There is Intellectual Content to the Christian Faith

Soapbox time… One of the things that really bugs me is when people believe that they can believe whatever they want to believe and yet still be called a “Christian.” True, there are certain things that are disagreed upon within the Christian faith — subject and mode of baptism, forms of liturgy, and the nature of the end times for example. But there are also some ideas and facts that are non-negotiable and are a “must be affirmed” part of the Christian faith. 

This means two things…first, that there is intellectual content to the Christian faith. In other words, there are ideas that a person must positively affirm to be considered a Christian. Or, maybe even simpler yet, Christianity is not a set of feelings that you might have toward God or fellow man. It is not that “fuzzy-warm” sense that all things are going to be okay. And being a Christian (and with that, your assurance of salvation) has a great deal more to do with what you think than what you feel inwardly. 

Think about it this way: there is a saying in America that the only things that are guaranteed are death and taxes. Let’s take the second part of that. Every year, come mid-April, people in America need to file their income tax paperwork (or an extension in some cases). If you do not file your taxes by this time than you can be assured that the IRS is going to visit you at some stage of the ballgame. As Americans, we are assured of this — that is the job of the Internal Revenue Service (IRS). That assurance does not come from any set of feelings that we may or may not have. It comes from the facts that surrounding what the IRS is and what it is designed to do. It is built on an intellectual content about the IRS that is defined not by you, but by the IRS.
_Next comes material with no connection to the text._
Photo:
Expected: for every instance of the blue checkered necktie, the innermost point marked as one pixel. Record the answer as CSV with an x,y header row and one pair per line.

Similarly, when it comes to our assurance of salvation, we too must recognize that this assurance does not come from our inward feelings or preferences. It comes from our knowledge of God — who he is, what he has done, and what he has promised to his elect. Feelings and preferences are irrelevant in this case. We know what we know about God because God has revealed these things about himself…feelings about God are irrelevant. All weight must be based on what has been revealed in the Scriptures.

The second thing that this means is that if we are going to call ourselves Christian, we must affirm those things that God reveals about himself and cannot confirm that which is contrary. For example, there are some people who claim to be Christian yet deny the Triune nature of our God. Such is an untenable position. The God presents himself within the Scriptures as three persons yet one God. The creeds and confessions do not create this doctrine, the creeds and confessions simply articulate in a concise form what the Scriptures teach in a more exhaustive way. And thus, there are not only teachings that the Christian must positively affirm to be a Christian, but there are also positions which one cannot reject.

And thus, question 22 of the Heidelberg Catechism asks, what does the Christian have to believe (intellectual content of the Christian faith)? The answer? “All that is taught in the Gospel…” And what is the Gospel? Good News — and that is all of Scripture. What comes next is how the Apostles’ Creed is helpful in explaining this in concise form (so long as we understand the Creed rightly). And though we are not saved by our knowledge, those who are brought to Christ in faith submit their understanding to the authority of Christ just as they do every other aspect of their lives.